SİYÂSET VE FERASET
Daha önceleri sizlere siyâsetin “problemlere çözüm üretme, çözüm yollarını araştırma ve bulma sanatıdır”, literatürde kısaca böyle tarif edilir demiştim.Bu yazımda ise “ferâsetli siyâset”in ne demek olduğunu anlatmaya çalışacağım. Zâten siyâsette aranan “olmazsa olmaz”ların en başında ferâset, bâsiret ve bilgi; başka bir ifadeyle dünyayı ve olayları doğru okumak doğru anlamak, doğru yorumlamak gelmektedir.
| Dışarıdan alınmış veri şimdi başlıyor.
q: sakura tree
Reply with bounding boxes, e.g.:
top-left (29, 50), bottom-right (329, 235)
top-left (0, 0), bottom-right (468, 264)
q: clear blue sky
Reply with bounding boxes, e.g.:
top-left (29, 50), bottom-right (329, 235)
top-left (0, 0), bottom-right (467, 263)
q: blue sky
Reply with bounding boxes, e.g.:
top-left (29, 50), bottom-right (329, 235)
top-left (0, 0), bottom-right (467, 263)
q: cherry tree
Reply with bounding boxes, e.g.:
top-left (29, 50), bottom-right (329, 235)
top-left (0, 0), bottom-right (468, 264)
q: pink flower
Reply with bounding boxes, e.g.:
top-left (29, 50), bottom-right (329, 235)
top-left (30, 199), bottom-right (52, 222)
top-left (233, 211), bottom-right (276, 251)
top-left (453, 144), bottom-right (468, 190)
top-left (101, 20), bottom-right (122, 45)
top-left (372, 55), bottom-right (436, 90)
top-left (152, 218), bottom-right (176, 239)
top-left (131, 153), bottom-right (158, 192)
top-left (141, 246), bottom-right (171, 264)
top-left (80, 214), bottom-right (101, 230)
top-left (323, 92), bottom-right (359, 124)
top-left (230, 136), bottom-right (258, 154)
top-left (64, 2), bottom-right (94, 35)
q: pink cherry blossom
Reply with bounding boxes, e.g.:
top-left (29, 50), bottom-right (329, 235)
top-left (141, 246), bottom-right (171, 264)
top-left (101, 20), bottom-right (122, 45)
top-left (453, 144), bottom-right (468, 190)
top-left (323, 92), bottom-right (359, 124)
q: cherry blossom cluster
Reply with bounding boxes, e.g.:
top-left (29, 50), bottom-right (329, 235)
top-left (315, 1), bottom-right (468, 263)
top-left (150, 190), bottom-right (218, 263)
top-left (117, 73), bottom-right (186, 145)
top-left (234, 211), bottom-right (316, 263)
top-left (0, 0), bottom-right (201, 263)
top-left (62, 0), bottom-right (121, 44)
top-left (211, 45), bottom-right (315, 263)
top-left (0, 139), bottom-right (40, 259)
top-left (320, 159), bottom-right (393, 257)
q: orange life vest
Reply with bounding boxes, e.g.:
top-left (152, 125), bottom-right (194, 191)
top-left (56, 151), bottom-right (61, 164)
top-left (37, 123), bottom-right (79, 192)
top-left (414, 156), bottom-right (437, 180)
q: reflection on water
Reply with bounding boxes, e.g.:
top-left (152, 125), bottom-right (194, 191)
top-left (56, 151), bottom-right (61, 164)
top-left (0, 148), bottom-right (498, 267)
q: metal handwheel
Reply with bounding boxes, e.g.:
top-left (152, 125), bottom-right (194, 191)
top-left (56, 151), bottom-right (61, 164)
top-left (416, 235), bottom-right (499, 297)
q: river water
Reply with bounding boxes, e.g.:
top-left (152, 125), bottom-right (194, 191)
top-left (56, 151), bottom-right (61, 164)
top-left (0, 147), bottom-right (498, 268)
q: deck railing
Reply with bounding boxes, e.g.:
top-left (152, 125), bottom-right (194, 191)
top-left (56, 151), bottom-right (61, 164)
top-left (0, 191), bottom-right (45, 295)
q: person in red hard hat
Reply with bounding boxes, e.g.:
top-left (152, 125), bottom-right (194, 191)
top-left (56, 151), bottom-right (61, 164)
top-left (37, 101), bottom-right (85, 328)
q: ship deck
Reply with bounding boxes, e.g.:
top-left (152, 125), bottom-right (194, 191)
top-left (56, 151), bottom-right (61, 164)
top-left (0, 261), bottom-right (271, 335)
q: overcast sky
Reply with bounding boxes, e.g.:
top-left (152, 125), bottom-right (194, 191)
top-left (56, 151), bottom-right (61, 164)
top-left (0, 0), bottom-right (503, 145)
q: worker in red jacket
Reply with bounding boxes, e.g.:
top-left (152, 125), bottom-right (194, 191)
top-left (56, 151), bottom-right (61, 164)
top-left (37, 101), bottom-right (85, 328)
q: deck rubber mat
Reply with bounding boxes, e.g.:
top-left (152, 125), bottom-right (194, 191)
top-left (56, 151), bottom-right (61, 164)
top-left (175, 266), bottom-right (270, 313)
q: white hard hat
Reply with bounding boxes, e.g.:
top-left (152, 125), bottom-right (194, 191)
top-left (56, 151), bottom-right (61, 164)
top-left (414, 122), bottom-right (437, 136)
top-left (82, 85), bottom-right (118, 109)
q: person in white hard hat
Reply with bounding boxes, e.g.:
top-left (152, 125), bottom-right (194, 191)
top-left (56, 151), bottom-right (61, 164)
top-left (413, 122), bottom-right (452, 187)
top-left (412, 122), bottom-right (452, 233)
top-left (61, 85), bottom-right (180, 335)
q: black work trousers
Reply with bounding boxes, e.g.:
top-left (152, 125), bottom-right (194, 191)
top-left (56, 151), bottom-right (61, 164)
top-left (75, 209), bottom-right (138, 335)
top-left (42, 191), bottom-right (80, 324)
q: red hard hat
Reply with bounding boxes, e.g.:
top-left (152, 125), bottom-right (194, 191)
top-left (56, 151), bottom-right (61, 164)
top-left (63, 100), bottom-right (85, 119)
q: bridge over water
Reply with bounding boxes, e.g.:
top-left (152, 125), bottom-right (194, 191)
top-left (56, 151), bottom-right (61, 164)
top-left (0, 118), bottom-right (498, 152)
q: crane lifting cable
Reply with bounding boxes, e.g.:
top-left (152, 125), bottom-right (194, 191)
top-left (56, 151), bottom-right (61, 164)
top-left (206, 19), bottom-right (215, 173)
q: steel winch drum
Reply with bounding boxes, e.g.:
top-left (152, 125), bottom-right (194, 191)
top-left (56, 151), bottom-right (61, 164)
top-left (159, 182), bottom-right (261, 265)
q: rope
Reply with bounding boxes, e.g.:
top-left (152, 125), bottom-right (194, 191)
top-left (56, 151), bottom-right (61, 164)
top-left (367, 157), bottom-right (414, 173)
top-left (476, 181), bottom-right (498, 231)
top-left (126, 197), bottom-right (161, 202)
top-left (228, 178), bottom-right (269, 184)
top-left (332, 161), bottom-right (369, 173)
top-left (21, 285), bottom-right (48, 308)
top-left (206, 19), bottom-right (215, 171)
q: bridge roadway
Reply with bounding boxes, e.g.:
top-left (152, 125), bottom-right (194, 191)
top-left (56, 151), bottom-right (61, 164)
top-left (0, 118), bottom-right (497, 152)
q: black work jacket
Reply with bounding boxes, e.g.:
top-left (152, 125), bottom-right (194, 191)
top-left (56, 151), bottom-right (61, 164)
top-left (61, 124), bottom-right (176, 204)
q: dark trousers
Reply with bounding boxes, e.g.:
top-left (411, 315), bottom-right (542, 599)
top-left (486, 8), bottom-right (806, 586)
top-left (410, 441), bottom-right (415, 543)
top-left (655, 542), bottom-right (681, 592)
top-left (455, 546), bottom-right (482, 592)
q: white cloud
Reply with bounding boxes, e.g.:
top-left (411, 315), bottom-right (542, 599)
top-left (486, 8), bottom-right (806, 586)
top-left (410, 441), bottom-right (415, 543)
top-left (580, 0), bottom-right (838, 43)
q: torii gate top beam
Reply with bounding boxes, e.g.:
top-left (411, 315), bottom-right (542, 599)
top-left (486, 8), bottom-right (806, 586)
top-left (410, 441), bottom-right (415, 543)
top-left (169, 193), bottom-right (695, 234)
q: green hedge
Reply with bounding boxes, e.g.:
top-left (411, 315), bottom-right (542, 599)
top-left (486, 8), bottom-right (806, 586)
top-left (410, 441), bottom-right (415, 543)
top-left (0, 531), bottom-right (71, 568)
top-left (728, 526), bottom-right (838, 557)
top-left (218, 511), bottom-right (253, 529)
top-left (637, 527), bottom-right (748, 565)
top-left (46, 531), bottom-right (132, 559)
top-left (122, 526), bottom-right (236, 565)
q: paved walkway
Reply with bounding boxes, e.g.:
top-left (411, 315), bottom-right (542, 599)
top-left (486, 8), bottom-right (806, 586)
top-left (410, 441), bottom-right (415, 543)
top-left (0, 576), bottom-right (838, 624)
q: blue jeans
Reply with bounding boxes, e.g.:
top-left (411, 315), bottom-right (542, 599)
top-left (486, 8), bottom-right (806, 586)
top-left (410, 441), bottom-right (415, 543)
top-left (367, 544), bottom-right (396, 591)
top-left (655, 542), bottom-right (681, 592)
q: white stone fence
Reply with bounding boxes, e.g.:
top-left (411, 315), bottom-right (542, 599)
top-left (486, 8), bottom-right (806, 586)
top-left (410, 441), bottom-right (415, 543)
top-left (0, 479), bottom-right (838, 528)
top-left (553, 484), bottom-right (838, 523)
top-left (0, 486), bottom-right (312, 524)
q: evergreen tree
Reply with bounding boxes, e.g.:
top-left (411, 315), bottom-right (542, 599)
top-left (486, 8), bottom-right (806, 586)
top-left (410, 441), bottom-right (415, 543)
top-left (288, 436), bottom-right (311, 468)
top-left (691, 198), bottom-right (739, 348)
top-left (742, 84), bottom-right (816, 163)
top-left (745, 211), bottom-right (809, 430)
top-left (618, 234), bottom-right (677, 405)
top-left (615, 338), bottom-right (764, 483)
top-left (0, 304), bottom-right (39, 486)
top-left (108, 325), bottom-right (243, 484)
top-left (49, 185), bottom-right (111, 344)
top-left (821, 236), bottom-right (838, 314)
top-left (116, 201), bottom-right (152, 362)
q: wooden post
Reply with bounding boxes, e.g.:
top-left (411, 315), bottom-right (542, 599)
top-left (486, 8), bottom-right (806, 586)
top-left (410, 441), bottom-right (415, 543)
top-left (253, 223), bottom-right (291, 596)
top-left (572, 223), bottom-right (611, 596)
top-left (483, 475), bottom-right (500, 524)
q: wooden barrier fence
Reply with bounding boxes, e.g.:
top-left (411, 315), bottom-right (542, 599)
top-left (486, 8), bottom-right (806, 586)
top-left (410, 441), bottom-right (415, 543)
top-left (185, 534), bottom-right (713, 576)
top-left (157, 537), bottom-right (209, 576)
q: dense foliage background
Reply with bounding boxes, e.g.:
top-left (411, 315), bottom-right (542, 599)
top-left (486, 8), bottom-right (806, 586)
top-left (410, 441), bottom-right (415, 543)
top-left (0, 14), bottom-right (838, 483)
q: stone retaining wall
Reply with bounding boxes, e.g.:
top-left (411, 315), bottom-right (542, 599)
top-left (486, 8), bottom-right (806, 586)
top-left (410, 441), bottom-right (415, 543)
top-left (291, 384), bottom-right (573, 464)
Her ne kadar ünlü tarihçimiz Yılmaz Öztuna kitabında, “siyâset; II. Abdulhamit’le birlikte Anadolu’da toprağa gömülmüştür…” dese de, hiçbir devletin ve ferdin ondan uzak durması veya onsuz yaşaması mümkün değildir. Çünkü onun girmediği hiçbir yer ve hiçbir şey yoktur. Bu durum kıyamete kadar da böylece devam edecektir. Kim ekonomide ve siyâsette güçlü ise dünyanın dizginleri onların elinde olacak ve onlar istedikleri gibi insanlara hükmedeceklerdir.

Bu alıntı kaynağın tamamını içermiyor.